Fort Courage got mortared regularly, Gleason wrote, once taking a direct hit which killed five soldiers and took the leg off his company commander.
In March 1968, Gleason's platoon came under heavy fire in the Mekong Delta as they were crossing a rice paddy. Two soldiers were hit by enemy fire, and Gleason carried each to safety as incoming fire continued. As a result, Gleason was meritoriously promoted to sergeant in June, thereby making him the platoon sergeant.
Shortly after his promotion, on July 24, 1968, while walking point, he and his men walked into an ambush. Almost immediately, he was wounded in the wrist and lower leg. After fashioning a tourniquet, he returned fire. Many of his buddies were wounded or killed that day. Eventually, they were evacuated by helicopter, and that ended Gleason's tour in Vietnam.
After his tour of duty, Gleason played in the Dodgers' farm system in 1969 and 1970, but his war wounds prevented him from returning to the major leagues. He went on to have a career in television and films, including starring in the TV series "Branded" alongside actor Chuck Connors, and portraying a race car driver in a "Batman" episode.
He makes his home in Melrose Park, Illinois. His father, Richard Roy Gleason, served as a Seabee during World War II.
Donny Tidwell
Just about every rookie who gets drafted into the big leagues dreams of hometown glory. Donny Tidwell, most likely, had dreams, too.
The Dodgers selected pitcher Donny Tidwell in the 42nd round of the 1966 first-year player draft. In his only professional season at rookie-league level with the Ogden Dodgers, Tidwell went 4–3, with a 4.01 earned run average in 19 games, according to Mark Langill, L.A. Dodgers team historian and author of five Dodger-related books. Based in Ogden, Utah, The Ogden Dodgers were a minor league baseball team in the Pioneer League from 1966 to 1973.
It was future Baseball Hall of Fame coach Tommy Lasorda's second season as a minor league manager, and Ogden won the Pioneer League title with a 39–27 record, Langill said. Future major league players on that 1966 Ogden squad included then-outfielder Bill Russell and pitcher Charlie Hough. Tidwell's roommate at Ogden was infielder Justin Dedeaux, son of longtime University of Southern California baseball coach and former Brooklyn Dodgers shortstop Rod Dedeaux.
Tidwell, sensing a call to duty, enlisted in the Army in November 1966 for an expected three-year tour. He had been in Vietnam for only two months and 12 days when he was killed, at age 21, on April 12, 1968. Tidwell was a member of Bravo Company, 22nd Infantry Regiment, 25th Infantry Division, Langill said.

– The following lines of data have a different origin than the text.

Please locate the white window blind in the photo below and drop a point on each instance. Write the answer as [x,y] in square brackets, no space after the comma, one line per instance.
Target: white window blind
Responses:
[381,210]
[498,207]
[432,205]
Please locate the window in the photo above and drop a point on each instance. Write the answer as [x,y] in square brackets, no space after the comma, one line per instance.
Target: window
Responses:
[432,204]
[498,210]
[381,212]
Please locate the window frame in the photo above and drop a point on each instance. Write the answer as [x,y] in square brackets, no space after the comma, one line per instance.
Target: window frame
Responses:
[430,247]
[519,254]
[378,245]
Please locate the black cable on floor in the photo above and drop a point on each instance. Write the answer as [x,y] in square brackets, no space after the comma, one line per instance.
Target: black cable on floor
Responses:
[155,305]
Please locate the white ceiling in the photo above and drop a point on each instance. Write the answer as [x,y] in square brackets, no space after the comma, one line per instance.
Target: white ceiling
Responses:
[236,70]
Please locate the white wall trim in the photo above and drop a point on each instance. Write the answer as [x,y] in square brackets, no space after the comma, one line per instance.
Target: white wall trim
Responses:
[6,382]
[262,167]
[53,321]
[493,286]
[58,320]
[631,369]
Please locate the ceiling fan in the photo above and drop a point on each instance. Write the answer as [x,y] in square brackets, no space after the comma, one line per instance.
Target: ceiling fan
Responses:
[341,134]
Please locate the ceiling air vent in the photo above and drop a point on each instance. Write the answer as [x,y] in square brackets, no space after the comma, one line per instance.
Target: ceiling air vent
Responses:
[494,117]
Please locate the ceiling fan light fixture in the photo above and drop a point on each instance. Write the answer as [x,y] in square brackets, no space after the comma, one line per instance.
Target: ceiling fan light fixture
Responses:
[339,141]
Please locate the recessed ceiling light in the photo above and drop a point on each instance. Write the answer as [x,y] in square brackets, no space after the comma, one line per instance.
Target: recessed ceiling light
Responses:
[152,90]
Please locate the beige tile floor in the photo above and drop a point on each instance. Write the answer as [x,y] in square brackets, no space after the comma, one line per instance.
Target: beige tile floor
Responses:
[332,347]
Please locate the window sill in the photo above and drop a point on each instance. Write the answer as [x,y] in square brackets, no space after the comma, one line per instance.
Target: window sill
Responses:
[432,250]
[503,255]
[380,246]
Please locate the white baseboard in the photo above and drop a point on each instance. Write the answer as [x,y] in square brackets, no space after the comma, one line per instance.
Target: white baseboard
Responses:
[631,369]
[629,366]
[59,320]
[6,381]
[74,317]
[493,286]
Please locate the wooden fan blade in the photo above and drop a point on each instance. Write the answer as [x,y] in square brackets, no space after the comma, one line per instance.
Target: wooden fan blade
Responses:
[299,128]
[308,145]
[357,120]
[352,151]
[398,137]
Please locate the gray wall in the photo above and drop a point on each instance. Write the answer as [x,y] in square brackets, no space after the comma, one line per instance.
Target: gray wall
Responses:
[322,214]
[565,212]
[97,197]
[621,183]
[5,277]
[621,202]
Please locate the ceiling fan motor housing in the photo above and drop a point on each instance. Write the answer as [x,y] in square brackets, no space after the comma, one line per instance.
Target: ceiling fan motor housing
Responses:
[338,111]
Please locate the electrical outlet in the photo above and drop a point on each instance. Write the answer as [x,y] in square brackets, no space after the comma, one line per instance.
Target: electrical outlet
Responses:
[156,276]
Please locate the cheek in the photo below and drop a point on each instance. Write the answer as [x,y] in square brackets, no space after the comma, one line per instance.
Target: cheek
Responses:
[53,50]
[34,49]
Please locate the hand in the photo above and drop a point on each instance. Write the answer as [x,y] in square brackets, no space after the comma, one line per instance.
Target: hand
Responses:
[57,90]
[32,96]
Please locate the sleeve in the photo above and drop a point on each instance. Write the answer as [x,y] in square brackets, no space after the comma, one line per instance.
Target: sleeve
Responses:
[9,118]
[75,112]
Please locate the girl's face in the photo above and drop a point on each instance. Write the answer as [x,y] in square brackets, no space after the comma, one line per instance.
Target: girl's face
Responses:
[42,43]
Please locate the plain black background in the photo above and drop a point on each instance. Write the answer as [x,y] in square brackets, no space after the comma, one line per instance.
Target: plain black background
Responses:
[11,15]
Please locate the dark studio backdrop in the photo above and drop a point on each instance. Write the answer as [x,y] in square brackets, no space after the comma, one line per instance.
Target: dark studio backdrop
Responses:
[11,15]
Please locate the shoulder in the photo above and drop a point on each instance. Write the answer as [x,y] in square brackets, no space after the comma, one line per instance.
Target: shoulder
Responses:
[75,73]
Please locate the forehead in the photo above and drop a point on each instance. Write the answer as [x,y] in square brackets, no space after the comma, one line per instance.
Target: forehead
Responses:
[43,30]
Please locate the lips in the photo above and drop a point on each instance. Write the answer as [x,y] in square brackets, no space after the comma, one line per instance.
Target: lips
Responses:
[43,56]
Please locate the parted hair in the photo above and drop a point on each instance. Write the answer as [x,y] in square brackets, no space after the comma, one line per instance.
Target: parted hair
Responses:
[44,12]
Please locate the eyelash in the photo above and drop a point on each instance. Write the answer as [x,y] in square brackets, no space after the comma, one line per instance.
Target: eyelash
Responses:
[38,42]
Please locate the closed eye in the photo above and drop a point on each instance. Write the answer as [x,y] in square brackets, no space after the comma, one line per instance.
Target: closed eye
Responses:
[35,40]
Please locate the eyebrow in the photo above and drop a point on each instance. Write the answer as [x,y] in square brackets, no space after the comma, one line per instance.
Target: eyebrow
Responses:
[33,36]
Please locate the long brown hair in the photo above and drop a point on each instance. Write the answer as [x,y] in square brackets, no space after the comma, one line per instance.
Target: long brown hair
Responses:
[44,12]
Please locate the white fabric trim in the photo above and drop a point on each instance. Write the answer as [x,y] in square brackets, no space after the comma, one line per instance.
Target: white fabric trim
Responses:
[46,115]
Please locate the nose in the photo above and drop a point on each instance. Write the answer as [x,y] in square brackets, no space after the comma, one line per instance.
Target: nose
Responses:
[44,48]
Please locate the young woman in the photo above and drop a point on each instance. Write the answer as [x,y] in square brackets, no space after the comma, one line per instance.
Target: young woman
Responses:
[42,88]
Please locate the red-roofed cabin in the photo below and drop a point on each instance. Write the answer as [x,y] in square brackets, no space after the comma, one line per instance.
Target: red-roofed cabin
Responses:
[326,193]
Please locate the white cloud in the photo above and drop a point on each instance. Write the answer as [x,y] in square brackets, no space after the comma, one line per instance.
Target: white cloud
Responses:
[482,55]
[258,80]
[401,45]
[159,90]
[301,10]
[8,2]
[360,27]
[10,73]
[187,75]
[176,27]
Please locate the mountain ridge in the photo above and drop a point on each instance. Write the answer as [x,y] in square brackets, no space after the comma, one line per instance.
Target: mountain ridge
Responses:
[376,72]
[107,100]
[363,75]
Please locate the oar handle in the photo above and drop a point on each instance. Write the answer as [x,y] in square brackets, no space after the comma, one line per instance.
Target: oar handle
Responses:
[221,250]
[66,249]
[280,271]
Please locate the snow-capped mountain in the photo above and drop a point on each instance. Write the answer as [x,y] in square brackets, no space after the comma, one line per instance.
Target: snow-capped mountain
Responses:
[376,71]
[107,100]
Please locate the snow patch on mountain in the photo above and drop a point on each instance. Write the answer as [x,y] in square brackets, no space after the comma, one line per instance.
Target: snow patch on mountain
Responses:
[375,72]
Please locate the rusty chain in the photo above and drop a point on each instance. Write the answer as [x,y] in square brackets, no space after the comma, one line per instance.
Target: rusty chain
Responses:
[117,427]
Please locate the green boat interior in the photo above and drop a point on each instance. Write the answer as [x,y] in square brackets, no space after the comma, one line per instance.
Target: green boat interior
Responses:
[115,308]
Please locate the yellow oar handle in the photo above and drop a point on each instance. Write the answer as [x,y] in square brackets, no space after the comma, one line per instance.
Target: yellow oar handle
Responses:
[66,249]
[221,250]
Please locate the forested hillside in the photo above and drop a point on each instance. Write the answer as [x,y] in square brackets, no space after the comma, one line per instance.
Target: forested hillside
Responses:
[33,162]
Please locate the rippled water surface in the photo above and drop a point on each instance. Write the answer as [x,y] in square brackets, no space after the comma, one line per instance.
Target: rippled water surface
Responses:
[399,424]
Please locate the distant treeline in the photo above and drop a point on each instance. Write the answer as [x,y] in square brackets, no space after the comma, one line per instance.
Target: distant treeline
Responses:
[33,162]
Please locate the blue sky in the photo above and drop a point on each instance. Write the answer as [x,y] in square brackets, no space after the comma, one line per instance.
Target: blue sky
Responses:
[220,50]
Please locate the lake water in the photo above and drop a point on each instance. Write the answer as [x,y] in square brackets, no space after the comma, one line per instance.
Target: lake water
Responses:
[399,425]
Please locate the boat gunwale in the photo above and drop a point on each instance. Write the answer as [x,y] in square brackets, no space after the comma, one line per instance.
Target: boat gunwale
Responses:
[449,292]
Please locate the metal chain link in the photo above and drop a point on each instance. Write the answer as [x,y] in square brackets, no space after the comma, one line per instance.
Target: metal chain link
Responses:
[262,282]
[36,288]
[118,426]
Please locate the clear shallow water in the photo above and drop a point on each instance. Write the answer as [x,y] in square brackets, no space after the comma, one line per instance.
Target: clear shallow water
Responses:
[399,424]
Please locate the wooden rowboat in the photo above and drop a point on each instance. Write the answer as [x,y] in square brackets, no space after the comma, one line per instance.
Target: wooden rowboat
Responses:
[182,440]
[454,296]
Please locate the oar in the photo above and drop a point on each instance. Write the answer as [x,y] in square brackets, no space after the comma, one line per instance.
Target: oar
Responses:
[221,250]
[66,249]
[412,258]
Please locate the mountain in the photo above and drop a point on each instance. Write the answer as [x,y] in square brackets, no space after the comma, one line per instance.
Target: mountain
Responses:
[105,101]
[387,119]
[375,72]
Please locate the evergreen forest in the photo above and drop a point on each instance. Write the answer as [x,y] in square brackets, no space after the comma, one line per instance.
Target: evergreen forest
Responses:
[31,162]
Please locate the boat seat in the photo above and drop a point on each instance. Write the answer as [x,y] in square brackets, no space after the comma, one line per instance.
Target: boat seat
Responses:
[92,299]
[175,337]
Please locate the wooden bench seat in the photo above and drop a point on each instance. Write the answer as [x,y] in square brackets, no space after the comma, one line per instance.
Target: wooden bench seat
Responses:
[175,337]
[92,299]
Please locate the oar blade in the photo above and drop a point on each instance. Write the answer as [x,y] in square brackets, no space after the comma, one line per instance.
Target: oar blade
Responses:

Lasorda, who later managed the major league Dodgers for 20 seasons and was elected to the Baseball Hall of Fame in 1997, sent a message to the Tidwell family in 2018, when Tidwell's high school in Diana, Texas, renamed its baseball field in his honor. Hometown glory was just as sweet 50-plus years after that rookie season.
"I began my managerial career in the rookie leagues. It was an incredibly good feeling to take young, inexperienced players and mold them, build them into good players and winners," Lasorda wrote to Tidwell's family. "Throughout my playing career, I knew there was only a small difference between the mediocre ballplayer and the very good ballplayer on the team, and that distance could be narrowed through hard work and determination.
"My first championship team was the 1966 Ogden Dodgers," he continued. "I'll always look at that roster and think of Donny Tidwell. Every player who starts out in pro ball has a dream of playing in the Majors. While several of his teammates eventually played in the Majors, Donny decided there was something bigger than baseball. His decision to enter the Army took courage as he set aside his dream of playing baseball to serve his country. The image of Donny eagerly taking the ball and pitching in a Dodger uniform during that summer of 1966 is something I've carried with me for more than 50 years. I am thankful the community of Diana, Texas, continues to honor a true hero and role model."